Constitutive expression of 8-lipoxygenase in papillomas and clastogenic effects of lipoxygenase-derived arachidonic acid metabolites in keratinocytes

Abstract

The expression pattern, enzymatic activity, and products of 8‐lipoxygenase (LOX) were analyzed in normal and neoplastic skin of NMRI mice. While barely detectable in normal epidermis, 8‐LOX was transiently induced by 12‐O‐tetradecanoylphorbol‐13‐acetate and constitutively expressed in papillomas but not carcinomas obtained by the initiation‐promotion protocol of mouse skin carcinogenesis. The product profile and chirality of both the native and the recombinant protein produced the S enantiomers of 8‐hydroxy‐5Z,9E,11Z,14Z‐eicosatetraenoic acid (8‐HETE) and 9‐hydroxy‐10E,12Z‐octadecadienoic acid (9‐HODE) as the main arachidonic acid– and linoleic acid–derived metabolites. As compared with normal epidermis, papillomas exhibited 25‐ and 4‐fold elevated levels of 8‐HETE and 9‐HODE, respectively. However, the varying S to R ratios of 8‐HETE and the predominance of 9(R)‐HODE indicated that in addition to 8(S)‐LOX, other enzymes yet to be defined may be involved in 8‐HETE and 9‐HODE production.

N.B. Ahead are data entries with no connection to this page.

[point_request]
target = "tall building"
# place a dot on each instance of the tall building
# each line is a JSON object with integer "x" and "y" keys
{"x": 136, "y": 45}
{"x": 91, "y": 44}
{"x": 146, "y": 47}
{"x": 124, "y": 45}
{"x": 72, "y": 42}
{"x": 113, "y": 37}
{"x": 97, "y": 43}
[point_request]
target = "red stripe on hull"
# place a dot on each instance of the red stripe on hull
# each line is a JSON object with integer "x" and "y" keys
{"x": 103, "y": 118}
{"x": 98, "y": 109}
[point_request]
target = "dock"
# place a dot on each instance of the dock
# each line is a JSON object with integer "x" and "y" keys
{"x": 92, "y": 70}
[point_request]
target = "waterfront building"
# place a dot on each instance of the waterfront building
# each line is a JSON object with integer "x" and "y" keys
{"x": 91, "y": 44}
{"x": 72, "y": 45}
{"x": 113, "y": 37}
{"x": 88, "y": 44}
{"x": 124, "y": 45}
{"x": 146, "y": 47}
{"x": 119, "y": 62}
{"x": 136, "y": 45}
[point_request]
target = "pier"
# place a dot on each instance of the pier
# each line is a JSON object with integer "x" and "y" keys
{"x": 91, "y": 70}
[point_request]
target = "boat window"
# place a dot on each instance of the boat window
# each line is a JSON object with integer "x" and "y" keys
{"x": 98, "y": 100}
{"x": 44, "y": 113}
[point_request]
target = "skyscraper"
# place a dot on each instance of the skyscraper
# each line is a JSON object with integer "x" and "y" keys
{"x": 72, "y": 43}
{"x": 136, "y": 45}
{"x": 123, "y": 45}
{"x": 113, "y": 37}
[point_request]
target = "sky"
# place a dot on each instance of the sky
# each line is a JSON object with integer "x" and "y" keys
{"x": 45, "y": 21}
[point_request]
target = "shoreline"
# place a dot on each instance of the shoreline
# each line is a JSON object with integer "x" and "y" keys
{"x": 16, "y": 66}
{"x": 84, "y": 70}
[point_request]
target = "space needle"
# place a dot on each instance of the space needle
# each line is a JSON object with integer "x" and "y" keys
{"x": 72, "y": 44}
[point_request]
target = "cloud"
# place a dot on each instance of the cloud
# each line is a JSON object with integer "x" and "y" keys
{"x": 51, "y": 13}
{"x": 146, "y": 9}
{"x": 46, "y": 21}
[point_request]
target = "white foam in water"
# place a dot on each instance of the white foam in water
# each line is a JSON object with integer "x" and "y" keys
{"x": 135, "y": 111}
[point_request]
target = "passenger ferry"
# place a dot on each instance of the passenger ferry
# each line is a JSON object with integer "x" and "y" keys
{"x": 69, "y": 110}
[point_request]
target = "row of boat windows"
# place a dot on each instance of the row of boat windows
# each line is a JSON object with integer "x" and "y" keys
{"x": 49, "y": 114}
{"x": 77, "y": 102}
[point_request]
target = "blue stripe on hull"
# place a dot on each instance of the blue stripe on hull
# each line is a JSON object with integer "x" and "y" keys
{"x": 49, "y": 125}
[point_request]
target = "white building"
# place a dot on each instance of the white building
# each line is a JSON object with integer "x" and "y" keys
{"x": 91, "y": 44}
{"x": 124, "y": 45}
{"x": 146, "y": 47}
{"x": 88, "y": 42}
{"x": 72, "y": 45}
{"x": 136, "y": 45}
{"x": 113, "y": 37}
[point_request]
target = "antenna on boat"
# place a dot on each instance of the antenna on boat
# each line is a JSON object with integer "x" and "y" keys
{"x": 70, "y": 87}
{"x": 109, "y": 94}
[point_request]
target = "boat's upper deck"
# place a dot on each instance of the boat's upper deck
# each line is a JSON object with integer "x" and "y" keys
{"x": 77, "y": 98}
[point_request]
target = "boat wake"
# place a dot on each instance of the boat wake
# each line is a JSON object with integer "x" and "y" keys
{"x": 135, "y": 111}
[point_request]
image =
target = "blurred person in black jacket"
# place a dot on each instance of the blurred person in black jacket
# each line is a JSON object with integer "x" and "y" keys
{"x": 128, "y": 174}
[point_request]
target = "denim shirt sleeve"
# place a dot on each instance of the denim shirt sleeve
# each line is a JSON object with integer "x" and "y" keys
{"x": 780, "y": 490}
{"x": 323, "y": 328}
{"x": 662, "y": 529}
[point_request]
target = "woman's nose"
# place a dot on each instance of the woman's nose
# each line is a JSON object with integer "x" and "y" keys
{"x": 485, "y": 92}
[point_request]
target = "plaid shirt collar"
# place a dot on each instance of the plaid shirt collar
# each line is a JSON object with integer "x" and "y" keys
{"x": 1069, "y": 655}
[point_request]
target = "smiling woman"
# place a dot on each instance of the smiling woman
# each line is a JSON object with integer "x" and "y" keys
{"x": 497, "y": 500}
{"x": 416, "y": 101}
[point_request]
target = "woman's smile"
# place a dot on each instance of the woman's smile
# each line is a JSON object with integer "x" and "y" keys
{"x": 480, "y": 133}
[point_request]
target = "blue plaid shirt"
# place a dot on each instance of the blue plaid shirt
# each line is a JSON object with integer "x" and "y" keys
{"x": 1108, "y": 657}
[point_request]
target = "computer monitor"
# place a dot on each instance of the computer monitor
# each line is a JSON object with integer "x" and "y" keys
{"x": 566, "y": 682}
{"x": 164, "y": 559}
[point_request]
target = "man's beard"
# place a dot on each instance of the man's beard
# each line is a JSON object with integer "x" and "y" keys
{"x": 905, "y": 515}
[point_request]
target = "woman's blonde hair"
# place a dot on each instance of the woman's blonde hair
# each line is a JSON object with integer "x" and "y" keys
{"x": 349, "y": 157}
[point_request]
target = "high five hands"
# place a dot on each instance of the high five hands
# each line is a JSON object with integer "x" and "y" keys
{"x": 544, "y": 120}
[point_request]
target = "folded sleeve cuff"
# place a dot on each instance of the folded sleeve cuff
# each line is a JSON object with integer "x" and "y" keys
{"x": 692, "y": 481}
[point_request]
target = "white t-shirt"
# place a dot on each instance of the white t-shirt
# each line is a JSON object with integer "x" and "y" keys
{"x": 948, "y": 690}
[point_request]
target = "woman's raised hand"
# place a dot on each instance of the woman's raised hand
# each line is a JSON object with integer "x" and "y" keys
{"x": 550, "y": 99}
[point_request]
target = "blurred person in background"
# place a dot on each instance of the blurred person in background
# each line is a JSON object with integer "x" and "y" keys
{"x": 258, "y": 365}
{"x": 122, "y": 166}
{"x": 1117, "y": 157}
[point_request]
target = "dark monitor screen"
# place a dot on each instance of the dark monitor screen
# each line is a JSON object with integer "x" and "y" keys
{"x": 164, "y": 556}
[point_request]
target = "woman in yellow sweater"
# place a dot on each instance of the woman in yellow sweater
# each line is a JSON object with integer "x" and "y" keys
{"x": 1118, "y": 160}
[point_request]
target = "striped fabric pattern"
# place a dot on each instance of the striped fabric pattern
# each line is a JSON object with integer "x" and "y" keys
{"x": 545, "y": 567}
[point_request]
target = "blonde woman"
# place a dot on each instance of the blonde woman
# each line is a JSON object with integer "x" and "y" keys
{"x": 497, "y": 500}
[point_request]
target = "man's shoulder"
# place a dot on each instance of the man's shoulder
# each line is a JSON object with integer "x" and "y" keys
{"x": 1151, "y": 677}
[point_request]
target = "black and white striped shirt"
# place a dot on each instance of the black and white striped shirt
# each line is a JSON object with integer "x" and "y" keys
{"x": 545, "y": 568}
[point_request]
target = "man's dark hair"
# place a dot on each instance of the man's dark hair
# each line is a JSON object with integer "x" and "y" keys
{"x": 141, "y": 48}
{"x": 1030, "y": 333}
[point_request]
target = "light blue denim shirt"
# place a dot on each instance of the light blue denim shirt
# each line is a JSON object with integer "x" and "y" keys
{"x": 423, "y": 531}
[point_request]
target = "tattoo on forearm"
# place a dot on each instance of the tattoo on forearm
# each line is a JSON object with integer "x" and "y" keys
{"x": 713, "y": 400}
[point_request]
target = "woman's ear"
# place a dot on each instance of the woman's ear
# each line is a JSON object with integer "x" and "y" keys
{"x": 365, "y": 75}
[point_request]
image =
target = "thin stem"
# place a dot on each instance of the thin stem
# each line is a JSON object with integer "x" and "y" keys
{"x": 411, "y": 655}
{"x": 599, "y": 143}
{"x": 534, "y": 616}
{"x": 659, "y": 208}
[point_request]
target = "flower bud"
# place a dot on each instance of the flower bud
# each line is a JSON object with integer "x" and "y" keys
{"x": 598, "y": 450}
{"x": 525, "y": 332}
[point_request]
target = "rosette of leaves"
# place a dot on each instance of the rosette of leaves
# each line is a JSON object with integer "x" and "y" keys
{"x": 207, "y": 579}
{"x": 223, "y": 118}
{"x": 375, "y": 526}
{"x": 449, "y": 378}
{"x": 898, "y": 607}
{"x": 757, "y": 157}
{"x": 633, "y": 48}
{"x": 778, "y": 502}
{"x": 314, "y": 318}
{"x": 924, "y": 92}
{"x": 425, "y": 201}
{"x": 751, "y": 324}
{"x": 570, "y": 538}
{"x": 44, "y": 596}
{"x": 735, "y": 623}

The massive accumulation of both 8‐HETE and 12‐hydroxy‐5Z,8Z,10E,14Z‐eicosatetraenoic acid (12‐HETE) point to a critical role of these LOX pathways in epidermal tumor development, in particular in the papilloma stage. Here we showed that 8‐ and 12‐hydroperoxyeicosatetraenoic acids and 8‐ and 12‐HETE induce chromosomal alterations in cycling primary basal keratinocytes. Mol. Carcinog. 24:108–117, 1999.